Prudent software development teams will use database technology with native encryption to protect data as it resides in the database, and SSL encryption to protect data as it moves between applications. They also will control access to the database with stronger password validation and a variety of access authorization levels based on a user’s role. Of course organizations can’t kick back and rely on software alone; they still have to hold themselves accountable via regular audits and testing.

Migrating to the cloud 
With the recent revenue announcements by public cloud providers such as Amazon AWS and Microsoft Azure, it is clear that adoption of public cloud services is becoming mainstream. But they may never fully replace on-premise data storage. While the cloud offers greater scalability and flexibility, better business continuity, disaster recovery, and capital cost savings, for economic and security reasons companies continue to optimize a mix of public and private cloud and traditional on-premise data management solutions.

Managing data across multiple environments also presents challenges. Navigating the myriad of data privacy regulations across the globe, integrating applications and data across private and public infrastructures, and managing latency issues are a few of the challenges organizations face in their migration to the cloud. Enter the hybrid cloud where IT organizations are achieving the best of today’s cloud solutions – traditional data storage, private cloud and public cloud benefits.
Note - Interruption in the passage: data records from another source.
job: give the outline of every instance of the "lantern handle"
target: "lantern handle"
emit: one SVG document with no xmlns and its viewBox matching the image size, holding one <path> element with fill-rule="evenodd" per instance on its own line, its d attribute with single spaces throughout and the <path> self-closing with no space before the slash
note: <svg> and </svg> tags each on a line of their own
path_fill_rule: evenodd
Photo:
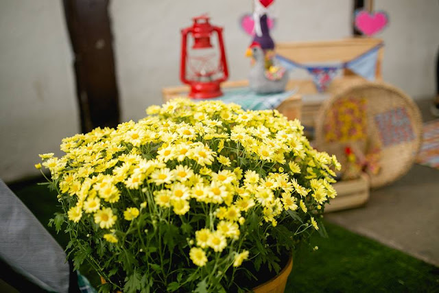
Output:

In 2016, we’ll likely see hybrid clouds experiencing a surge in popularity as an alternative to either a public or a private cloud solution. Greater focus will be applied to developing solutions that improve migration to hybrid cloud infrastructures for overall security and efficiency, as well as instances such as cloud bursting when bandwidth demand spikes or disaster recovery by replicating databases in the cloud as backups.

Multi-model databases 
The variety, velocity and volume of data is exploding.  Every minute we send over 200 million emails and over 300 thousand tweets. Already by 2013, 90% of the world's data had been created in two years. But size is not everything. Not only have the volume and velocity of data increased, there is also an increasing variety of formats of data that organizations are collecting, storing and processing.

While different data models have different needs in terms of insert and read rates, query rates and data set size, companies are getting tired of the complexity of juggling different databases. Next year will kick off an increased trend toward data platforms which offer “polyglot persistence” – the ability to handle multiple data models within a single database. The demand for multi-model databases is exploding as Structured Query Language (SQL) relational data from existing applications and connected devices must be processed along-side JavaScript Object Notation (JSON) documents, unstructured data, graph data, geospatial and other forms of data generated in social media, customer interactions, and machine to machine communications.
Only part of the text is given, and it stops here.